Science & Technology - Posted by Andy Fell-UC Davis on Thursday, July 19, 2012 12:42 - 1 Comment
Yak genome shows high-altitude adaptation
UC DAVIS (US) — The genome of the yak, a hairy bovine found on the high Tibetan plateau, has been sequenced by an international team.
“The really cool discovery was that the same genes involved in adaptation of humans to high altitude were found to be under strong selection in the yak,” says Harris Lewin, vice chancellor for research at the University of California, Davis, who was involved in the study led by Chinese scientists.
The results were published July 2 in the journal Nature Genetics, and could help improve meat and milk production from the animals.
Straight from the Source
Yaks (Bos grunniens) provide basic meat, milk, transportation, and hides for Tibetans, as well as dung for fuel. They are closely related to domestic cattle (Bos taurus), but are highly adapted for their rugged, high-altitude environment. Domestic cattle get sick at the altitudes where yaks thrive.
Yaks and domestic cattle diverged from a common ancestor about 4.5 million years ago. The researchers found evidence that genes involved in responding to low oxygen levels and to extracting the most nutrition from sparse grazing were evolving more rapidly in the yak.
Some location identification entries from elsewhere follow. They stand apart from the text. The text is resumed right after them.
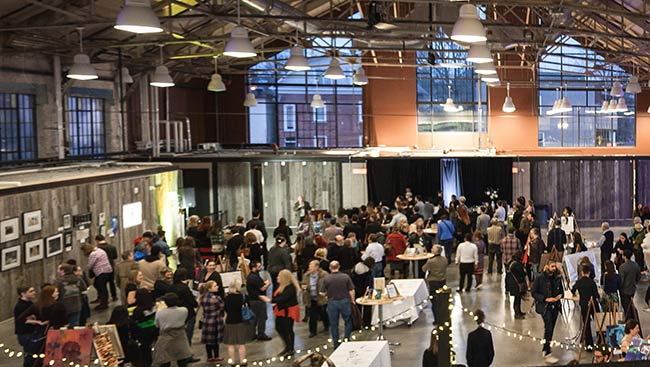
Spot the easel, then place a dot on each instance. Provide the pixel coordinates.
(586, 324)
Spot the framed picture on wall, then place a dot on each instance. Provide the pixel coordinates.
(67, 221)
(34, 250)
(10, 258)
(32, 221)
(54, 245)
(9, 229)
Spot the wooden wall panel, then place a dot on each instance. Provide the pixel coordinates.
(234, 189)
(597, 190)
(107, 197)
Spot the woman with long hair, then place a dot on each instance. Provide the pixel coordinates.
(286, 310)
(212, 331)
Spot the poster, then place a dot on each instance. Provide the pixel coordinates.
(73, 345)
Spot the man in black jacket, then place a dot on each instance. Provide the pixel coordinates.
(480, 349)
(547, 291)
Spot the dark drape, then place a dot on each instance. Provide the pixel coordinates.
(477, 174)
(388, 178)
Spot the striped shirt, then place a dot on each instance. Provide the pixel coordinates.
(509, 246)
(98, 262)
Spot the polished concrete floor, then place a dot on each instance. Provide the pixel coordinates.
(414, 339)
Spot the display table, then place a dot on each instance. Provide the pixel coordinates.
(362, 354)
(414, 293)
(413, 262)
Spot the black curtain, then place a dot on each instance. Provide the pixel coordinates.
(477, 174)
(388, 178)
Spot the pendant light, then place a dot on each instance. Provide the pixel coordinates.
(508, 104)
(126, 77)
(468, 27)
(360, 77)
(485, 68)
(250, 100)
(297, 61)
(239, 45)
(216, 83)
(633, 86)
(161, 77)
(479, 53)
(81, 68)
(617, 90)
(449, 105)
(334, 71)
(137, 17)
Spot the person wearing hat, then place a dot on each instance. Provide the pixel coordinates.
(279, 259)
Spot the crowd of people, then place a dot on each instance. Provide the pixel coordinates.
(335, 258)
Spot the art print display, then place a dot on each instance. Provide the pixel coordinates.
(66, 346)
(32, 221)
(9, 230)
(34, 250)
(11, 258)
(54, 245)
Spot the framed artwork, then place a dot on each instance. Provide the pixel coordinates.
(67, 240)
(34, 250)
(54, 245)
(67, 221)
(32, 221)
(64, 346)
(10, 257)
(9, 230)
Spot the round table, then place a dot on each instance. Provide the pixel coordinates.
(413, 261)
(363, 301)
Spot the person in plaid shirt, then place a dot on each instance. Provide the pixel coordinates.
(98, 267)
(509, 245)
(212, 329)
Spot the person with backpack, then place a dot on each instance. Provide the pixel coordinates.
(71, 288)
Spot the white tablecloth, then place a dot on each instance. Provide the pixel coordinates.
(415, 293)
(362, 354)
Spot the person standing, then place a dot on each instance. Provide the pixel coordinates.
(257, 299)
(494, 236)
(99, 266)
(480, 348)
(339, 289)
(547, 292)
(436, 275)
(212, 331)
(315, 302)
(606, 244)
(630, 276)
(286, 310)
(22, 329)
(467, 259)
(446, 235)
(111, 251)
(586, 288)
(172, 344)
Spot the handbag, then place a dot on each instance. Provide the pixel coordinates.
(246, 312)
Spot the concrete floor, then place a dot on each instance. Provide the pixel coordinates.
(414, 339)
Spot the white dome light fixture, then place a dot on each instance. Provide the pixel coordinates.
(468, 27)
(297, 61)
(216, 83)
(479, 53)
(137, 17)
(617, 90)
(449, 105)
(126, 76)
(250, 100)
(334, 71)
(161, 77)
(360, 77)
(82, 69)
(508, 104)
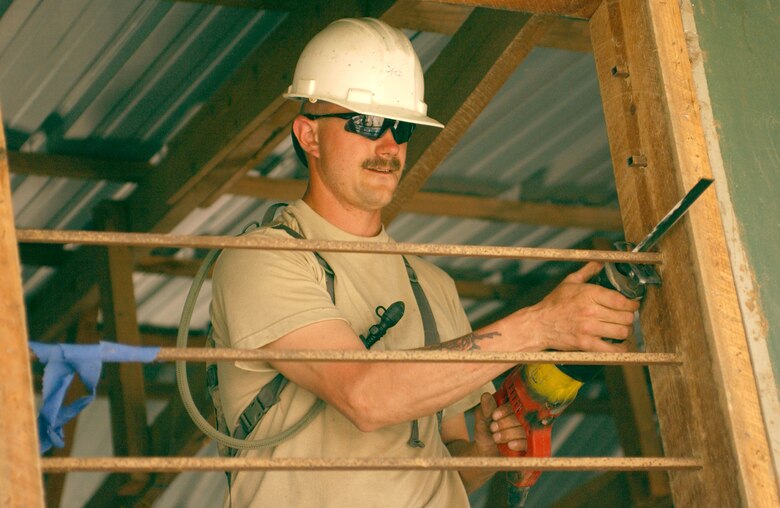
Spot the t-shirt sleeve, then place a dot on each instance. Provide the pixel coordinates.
(260, 296)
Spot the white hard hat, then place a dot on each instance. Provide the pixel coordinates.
(366, 66)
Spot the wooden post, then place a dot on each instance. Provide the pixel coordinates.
(126, 380)
(21, 483)
(708, 408)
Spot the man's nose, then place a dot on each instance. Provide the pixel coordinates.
(386, 145)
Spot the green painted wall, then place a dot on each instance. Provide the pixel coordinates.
(740, 41)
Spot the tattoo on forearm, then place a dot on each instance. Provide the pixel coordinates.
(468, 342)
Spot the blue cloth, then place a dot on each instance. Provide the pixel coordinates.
(62, 362)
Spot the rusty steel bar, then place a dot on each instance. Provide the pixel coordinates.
(582, 358)
(175, 464)
(292, 244)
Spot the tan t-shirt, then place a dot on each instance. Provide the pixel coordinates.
(259, 296)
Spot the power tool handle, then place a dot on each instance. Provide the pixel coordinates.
(501, 397)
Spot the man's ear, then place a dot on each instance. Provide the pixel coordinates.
(306, 132)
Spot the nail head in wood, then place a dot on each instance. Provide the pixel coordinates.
(637, 161)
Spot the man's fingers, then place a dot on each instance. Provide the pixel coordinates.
(585, 273)
(614, 300)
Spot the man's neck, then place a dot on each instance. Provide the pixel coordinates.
(352, 220)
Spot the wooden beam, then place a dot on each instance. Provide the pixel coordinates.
(238, 126)
(583, 9)
(709, 408)
(483, 54)
(68, 166)
(432, 16)
(126, 380)
(20, 466)
(459, 205)
(568, 34)
(427, 16)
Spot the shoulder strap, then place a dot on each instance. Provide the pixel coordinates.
(269, 394)
(429, 322)
(330, 275)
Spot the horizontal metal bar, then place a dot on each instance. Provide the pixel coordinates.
(227, 354)
(292, 244)
(175, 464)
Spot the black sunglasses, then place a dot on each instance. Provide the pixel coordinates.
(371, 126)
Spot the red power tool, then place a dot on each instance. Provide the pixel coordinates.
(538, 393)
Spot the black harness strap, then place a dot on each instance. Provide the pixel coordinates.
(269, 393)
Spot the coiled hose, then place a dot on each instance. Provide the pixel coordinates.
(184, 387)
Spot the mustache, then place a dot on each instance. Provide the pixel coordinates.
(392, 164)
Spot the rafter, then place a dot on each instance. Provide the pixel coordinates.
(582, 9)
(237, 127)
(69, 166)
(483, 54)
(432, 16)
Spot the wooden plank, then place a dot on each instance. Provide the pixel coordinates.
(568, 34)
(244, 119)
(21, 482)
(459, 205)
(583, 9)
(126, 380)
(68, 166)
(431, 16)
(427, 16)
(483, 54)
(710, 407)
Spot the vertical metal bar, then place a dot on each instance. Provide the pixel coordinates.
(21, 483)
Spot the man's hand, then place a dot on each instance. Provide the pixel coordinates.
(496, 425)
(576, 316)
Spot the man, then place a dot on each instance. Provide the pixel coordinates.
(363, 90)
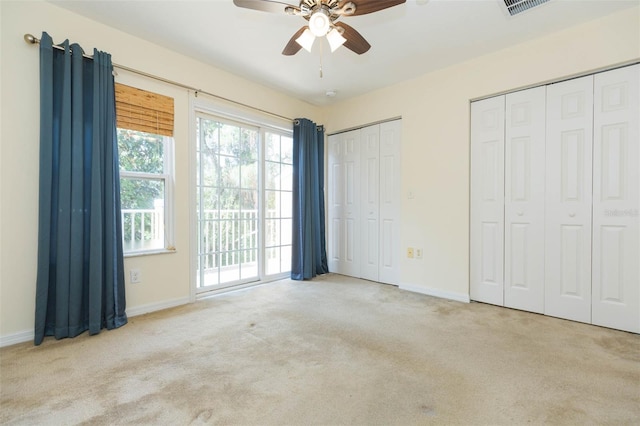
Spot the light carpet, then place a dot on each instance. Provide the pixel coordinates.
(332, 351)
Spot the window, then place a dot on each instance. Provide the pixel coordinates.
(145, 149)
(145, 180)
(244, 196)
(278, 202)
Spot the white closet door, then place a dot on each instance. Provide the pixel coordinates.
(568, 199)
(370, 201)
(351, 190)
(487, 200)
(616, 199)
(390, 201)
(335, 209)
(524, 200)
(344, 203)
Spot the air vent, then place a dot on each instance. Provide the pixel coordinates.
(518, 6)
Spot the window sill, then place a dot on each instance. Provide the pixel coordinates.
(150, 252)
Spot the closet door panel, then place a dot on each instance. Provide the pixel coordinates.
(336, 208)
(370, 198)
(344, 198)
(524, 200)
(351, 243)
(487, 201)
(616, 200)
(390, 201)
(569, 199)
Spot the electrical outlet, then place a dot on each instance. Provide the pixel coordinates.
(135, 275)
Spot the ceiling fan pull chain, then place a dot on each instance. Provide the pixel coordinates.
(321, 60)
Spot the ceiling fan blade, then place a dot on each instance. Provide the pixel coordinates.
(369, 6)
(293, 47)
(264, 5)
(355, 41)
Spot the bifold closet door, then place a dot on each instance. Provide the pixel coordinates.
(524, 200)
(569, 199)
(344, 203)
(370, 201)
(616, 199)
(390, 201)
(487, 200)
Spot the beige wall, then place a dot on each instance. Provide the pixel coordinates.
(165, 277)
(434, 108)
(435, 148)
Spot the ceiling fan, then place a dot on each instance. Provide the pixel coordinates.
(322, 16)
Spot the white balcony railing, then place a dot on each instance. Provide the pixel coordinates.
(230, 235)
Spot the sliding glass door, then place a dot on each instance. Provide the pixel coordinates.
(243, 203)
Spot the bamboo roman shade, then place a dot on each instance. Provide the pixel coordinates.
(143, 111)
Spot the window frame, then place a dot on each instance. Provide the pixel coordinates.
(168, 177)
(243, 117)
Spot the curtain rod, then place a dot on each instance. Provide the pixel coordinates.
(31, 39)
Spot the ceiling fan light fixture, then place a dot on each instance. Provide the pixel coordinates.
(335, 39)
(306, 40)
(319, 23)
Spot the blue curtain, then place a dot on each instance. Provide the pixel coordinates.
(80, 280)
(309, 254)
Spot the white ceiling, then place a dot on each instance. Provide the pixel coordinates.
(407, 40)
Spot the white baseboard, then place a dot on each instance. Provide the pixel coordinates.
(152, 307)
(28, 335)
(458, 297)
(15, 338)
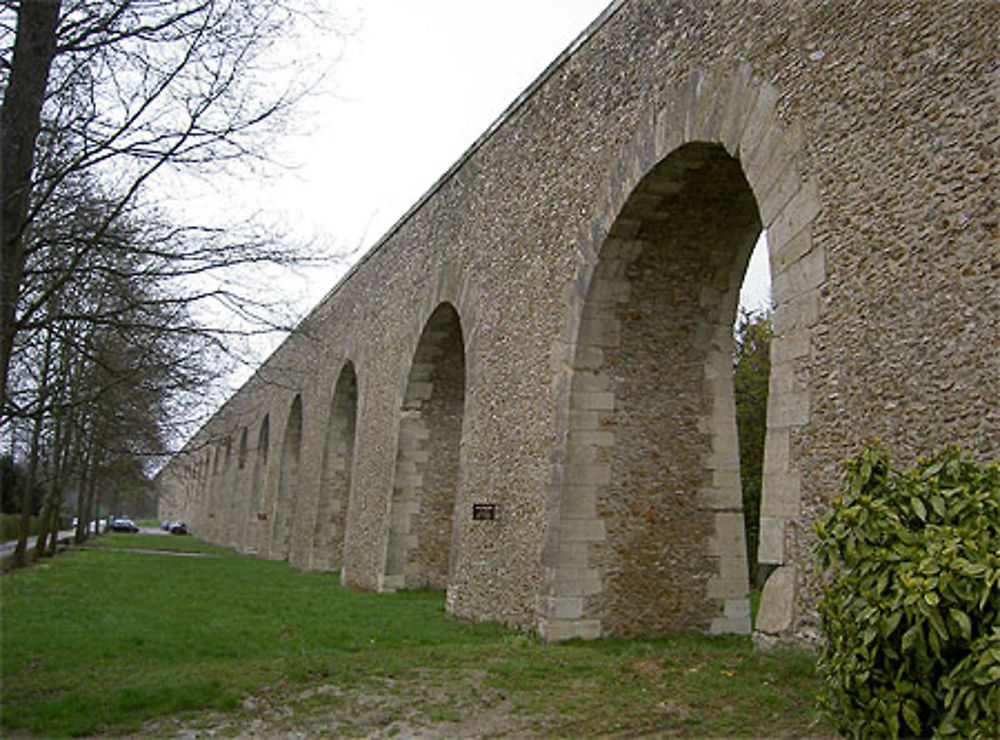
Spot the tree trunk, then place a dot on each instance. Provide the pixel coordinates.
(34, 48)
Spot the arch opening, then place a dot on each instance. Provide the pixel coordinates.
(335, 485)
(288, 483)
(256, 516)
(650, 523)
(426, 476)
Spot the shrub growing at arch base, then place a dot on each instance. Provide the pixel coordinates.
(911, 597)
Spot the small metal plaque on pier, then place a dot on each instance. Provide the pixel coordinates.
(484, 512)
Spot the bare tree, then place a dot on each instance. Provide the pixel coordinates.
(124, 89)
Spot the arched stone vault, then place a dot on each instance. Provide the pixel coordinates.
(727, 109)
(594, 280)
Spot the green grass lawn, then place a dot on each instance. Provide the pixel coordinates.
(112, 638)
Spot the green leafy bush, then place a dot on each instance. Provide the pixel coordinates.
(911, 597)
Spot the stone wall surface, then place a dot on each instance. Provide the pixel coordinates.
(593, 303)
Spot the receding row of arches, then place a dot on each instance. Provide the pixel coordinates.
(648, 534)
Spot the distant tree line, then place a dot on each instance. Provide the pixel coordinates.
(104, 299)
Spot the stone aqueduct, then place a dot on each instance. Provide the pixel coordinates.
(545, 337)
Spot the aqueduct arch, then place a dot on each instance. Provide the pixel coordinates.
(256, 517)
(289, 480)
(335, 484)
(427, 470)
(594, 348)
(647, 529)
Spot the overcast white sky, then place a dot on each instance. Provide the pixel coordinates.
(413, 85)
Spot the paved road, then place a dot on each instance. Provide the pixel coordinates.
(7, 548)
One of the genes they identified was ADAM-17, involved in regulating response to low oxygen levels. In studies of humans, Tibetans have also been found to have different variants of the ADAM-17 gene than lowlanders.
The sequencing effort was led by researchers from Lanzhou University and BGI-Shenzhen, China, with contributions from other institutions in China, the U.S. and Europe. The work was funded by the Natural Science Foundation of China, the Ministry of Science and Technology of China, the International Collaboration 111 Projects of China, the 985 and 211 Projects of Lanzhou University, the Shenzhen Municipal Government, and the Hundreds-Talent Program from the Chinese Academy of Sciences.